Dans une allocution reproduite par les médias, M. Miitig a tendu la main
à ses détracteurs en les invitant à un "dialogue national global pour
parachever les institutions de l’Etat" et s’est engagé à "poursuivre le
combat contre les terroristes et ceux qui menacent la sécurité du pays",
en allusion aux groupes jihadistes implantés notamment dans l’est du
pays.
Quelques heures après l’entrée en fonction du nouveau cabinet, les
rebelles autonomistes qui bloquent depuis près d’un an des sites
pétroliers dans l’Est libyen ont fait monter les enchères en affirmant
qu’ils ne reconnaissaient pas un gouvernement "illégal".
"Nous refusons le gouvernement d’Ahmed Miitig", a déclaré Ibrahim
Jodhrane, chef des rebelles autoproclamé président du bureau politique
de la Cyrénaïque (région orientale), accusant les blocs islamistes au
Congrès d’"imposer illégalement" le cabinet de M. Miitig.
Les ports de l’Est sont bloqués depuis juillet 2013 par des gardes des
installations pétrolières, partisans de l’autonomie, empêchant toute
exportation de brut et provoquant une chute de la production à 250.000
barils par jour, voire moins, contre près de 1,5 million b/j en temps
normal.
En avril, les rebelles avaient suspendu leur mouvement dans deux petits
ports, à l’issue d’un accord avec le gouvernement sortant, mais bloquent
toujours les deux principaux terminaux du pays.

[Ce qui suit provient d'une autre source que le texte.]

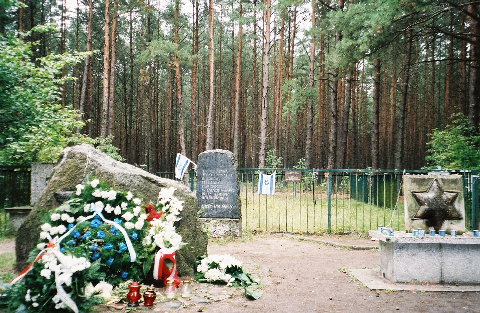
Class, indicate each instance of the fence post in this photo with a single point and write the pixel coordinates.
(475, 203)
(329, 197)
(191, 179)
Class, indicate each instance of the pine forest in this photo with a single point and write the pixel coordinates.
(321, 83)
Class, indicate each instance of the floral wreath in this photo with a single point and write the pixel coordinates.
(100, 236)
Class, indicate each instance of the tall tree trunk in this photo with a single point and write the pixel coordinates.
(194, 130)
(211, 55)
(238, 78)
(265, 82)
(311, 85)
(376, 113)
(106, 74)
(400, 116)
(86, 94)
(474, 88)
(178, 81)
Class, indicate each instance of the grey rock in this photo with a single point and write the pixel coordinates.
(83, 161)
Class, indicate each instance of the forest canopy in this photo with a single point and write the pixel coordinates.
(323, 83)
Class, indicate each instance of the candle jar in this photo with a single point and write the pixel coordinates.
(186, 289)
(170, 290)
(149, 296)
(134, 295)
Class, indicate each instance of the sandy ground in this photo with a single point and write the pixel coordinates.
(301, 275)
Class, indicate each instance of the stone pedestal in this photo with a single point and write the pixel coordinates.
(440, 260)
(218, 193)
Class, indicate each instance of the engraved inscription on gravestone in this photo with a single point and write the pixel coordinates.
(217, 185)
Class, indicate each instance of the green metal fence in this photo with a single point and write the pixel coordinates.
(338, 201)
(14, 191)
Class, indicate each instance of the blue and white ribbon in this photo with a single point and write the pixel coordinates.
(266, 184)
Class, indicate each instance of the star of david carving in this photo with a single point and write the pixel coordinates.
(436, 206)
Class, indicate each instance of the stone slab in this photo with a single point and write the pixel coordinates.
(373, 280)
(453, 260)
(217, 185)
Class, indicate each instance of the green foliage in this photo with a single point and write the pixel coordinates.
(33, 126)
(272, 160)
(457, 146)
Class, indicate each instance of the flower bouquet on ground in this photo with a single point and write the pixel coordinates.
(225, 269)
(98, 239)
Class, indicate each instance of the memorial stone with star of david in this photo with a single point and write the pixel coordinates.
(434, 201)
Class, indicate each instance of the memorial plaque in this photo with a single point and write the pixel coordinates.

Ajoutant à la confusion, le gouvernement sortant a publié sur son site
internet une lettre qui lui a été adressée par le vice-président du CGN,
Ezzedine Al-Awami, un libéral, et dans laquelle il lui demande de
continuer à assurer l’intérim, soulignant que l’élection de M. Miitig
était "illégale".
Signe de l’anarchie, aucune liste officielle du nouveau cabinet n’a
encore été diffusée, tandis que le budget 2014 est toujours bloqué en
raison des divisions profondes au Congrès.
Dans la foulée, un général dissident, Khalifa Haftar, a accentué la
pression en lançant le 16 mai une campagne baptisée "la Dignité" contre
les groupes extrémistes et en réclamant la dissolution du CGN.
Cette opération a reçu le soutien de plusieurs brigades et milices et l’adhésion d’une grande partie de la population.
Samedi, M. Haftar, que le CGN accuse de mener un coup d’Etat, a affirmé
avoir reçu un "mandat du peuple... pour purger le pays des terroristes
et extrémistes".
Alors que l’Occident et l’ONU, inquiets du risque de chaos en Libye, ont
appelé à une transition politique sans violences, les pays du Maghreb
ont annoncé la tenue d’une "réunion urgente" le 1er juin à Tunis pour
discuter de la situation dans ce pays.
(27-05-2014)
Lancé le 19 décembre 2011, "Si Proche Orient" est un blog d'information internationale. Sa mission est de couvrir l’actualité du Moyen-Orient et de l'Afrique du Nord avec un certain regard et de véhiculer partout dans le monde un point de vue pouvant amener au débat. "Si Proche Orient" porte sur l’actualité internationale de cette région un regard fait de diversité des opinions, de débats contradictoires et de confrontation des points de vue.Il propose un décryptage approfondi de l’actualité .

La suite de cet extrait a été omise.